Si bien ya es una meta para las organizaciones del siglo XXI, aún existen muchos mitos que impiden el desarrollo de la Responsabilidad Social Empresarial (RSE). Queda claro que no es una moda, ni un acto aislado de filantropía, ni una acción mercadotécnica orientada a la promoción de una causa, sino una cultura de gestión que vincula a la empresa con el bienestar de la sociedad mediante el desarrollo de los integrantes de la organización, la mejora constante de la comunidad, la ética en la toma de decisiones y la sustentabilidad.
Lamentablemente, el grueso sigue viendo a la RSE como un mero recurso retórico de relaciones públicas. Cada vez, empero, es más difícil engañar a la sociedad. De acuerdo con el estudio Social good: the end of goodwashing, elaborado por la agencia JWT, los denominados “mileniales” (personas cuyo rango de edad abarca de los 18 a los 33 años) ya no confían en la legitimidad de los programas sociales promovidos por las marcas. El 55% se muestra escéptico sobre el impacto de los esfuerzos de RSE, y 92% sospecha que el dinero que donan se pierde en costos ajenos al problema que se busca solucionar.
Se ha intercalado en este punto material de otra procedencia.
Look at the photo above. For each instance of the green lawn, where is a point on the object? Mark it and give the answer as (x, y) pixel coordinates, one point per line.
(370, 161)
Para los “mileniales”, la RSE no es posible si no se cumple con un concepto inmanente a la forma en la que entienden al mundo: la transparencia. Es natural: si desde su infancia han estado acostumbrados a obtener información de todo lo que les interesa con sólo un clic, ¿por qué no someter a esa lógica a las organizaciones con las que interactúan? ¿Por qué no publicar su rechazo hacia la opacidad en las redes sociales a las que se encuentran conectados todo el día?
La consolidación del maximum disclosure (apertura total) es inexorable: de las etiquetas con el desglose de calorías en los productos alimenticios a la práctica de hacer públicas las huellas de carbono, sin obviar la atención de grupos de interés sobre la ética de las decisiones corporativas, no hay empresa peleada con la transparencia que pueda proclamarse socialmente responsable en la postmodernidad.
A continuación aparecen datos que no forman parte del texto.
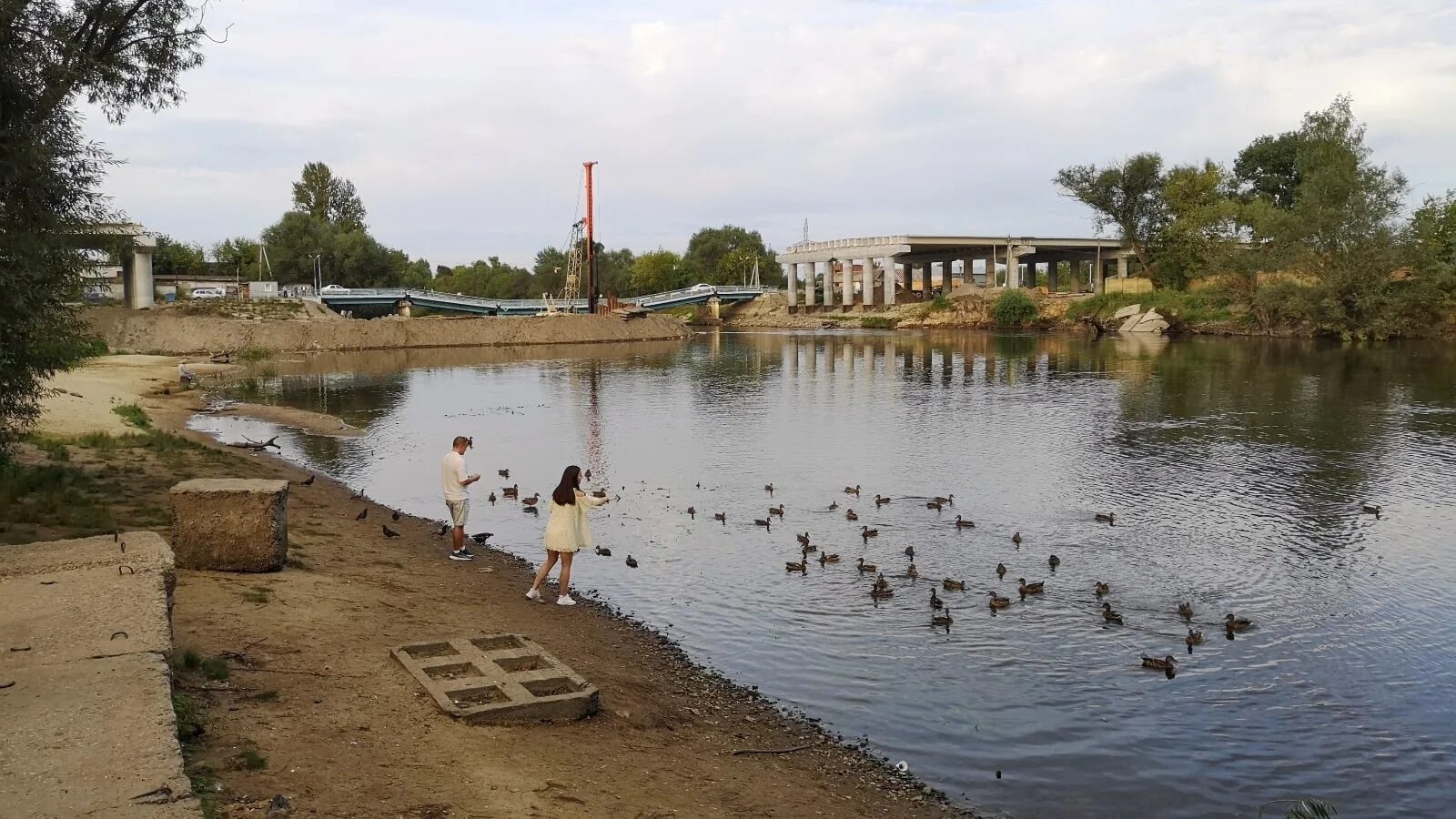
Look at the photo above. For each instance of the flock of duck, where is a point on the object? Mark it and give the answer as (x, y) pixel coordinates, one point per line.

En México, donde la corrupción es parte del ADN de algunos capitanes empresariales, nos falta aún más camino que recorrer. No es una exageración. El año pasado, tras el escándalo Wal-Mart, la revista Expansión consultó a 67 CEO de las empresas más importantes de México -las aglutinadas en su edición de “Las 500”- sobre el impacto de esta práctica en su operación diaria. Al cuestionar a los ejecutivos sobre si consideraban que para expandir un negocio era necesario en ocasiones pagar a gestores o funcionarios públicos para acelerar los trámites de manera ilegal, 42% respondió que estaba “de acuerdo” y 18% que “totalmente de acuerdo”; o sea, 60% consideró esta práctica como necesaria. En contraparte, 24% está “totalmente en desacuerdo” a que tal situación existiera, mientas que 15% se mostró neutral. El restante 1% no respondió.
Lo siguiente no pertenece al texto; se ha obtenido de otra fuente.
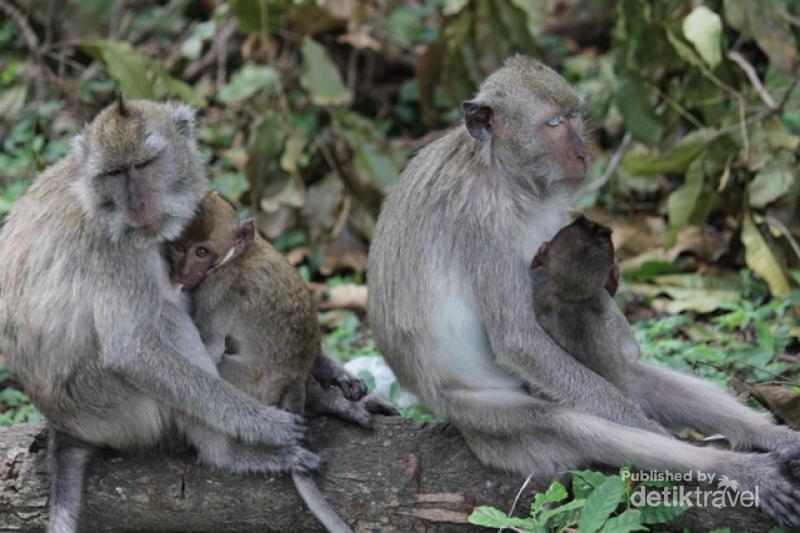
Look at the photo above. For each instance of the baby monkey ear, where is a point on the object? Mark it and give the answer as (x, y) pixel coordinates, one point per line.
(478, 119)
(245, 235)
(538, 259)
Cuando varios directores de las organizaciones clave de México están de acuerdo en ser corruptos, el panorama es claro: antes que cualquier otra cosa -que el Teletón, programas al estilo de Bécalos o convocatorias para salvar el planeta-, la RSE debe centrarse en la transparencia. Si nuestras empresas son desaseadas, ¿cómo esperar que cumplan con los demás aspectos orientados a promover el desarrollo social? Lo primero es la honestidad y la ley. Sin esto, lo demás es pura demagogia.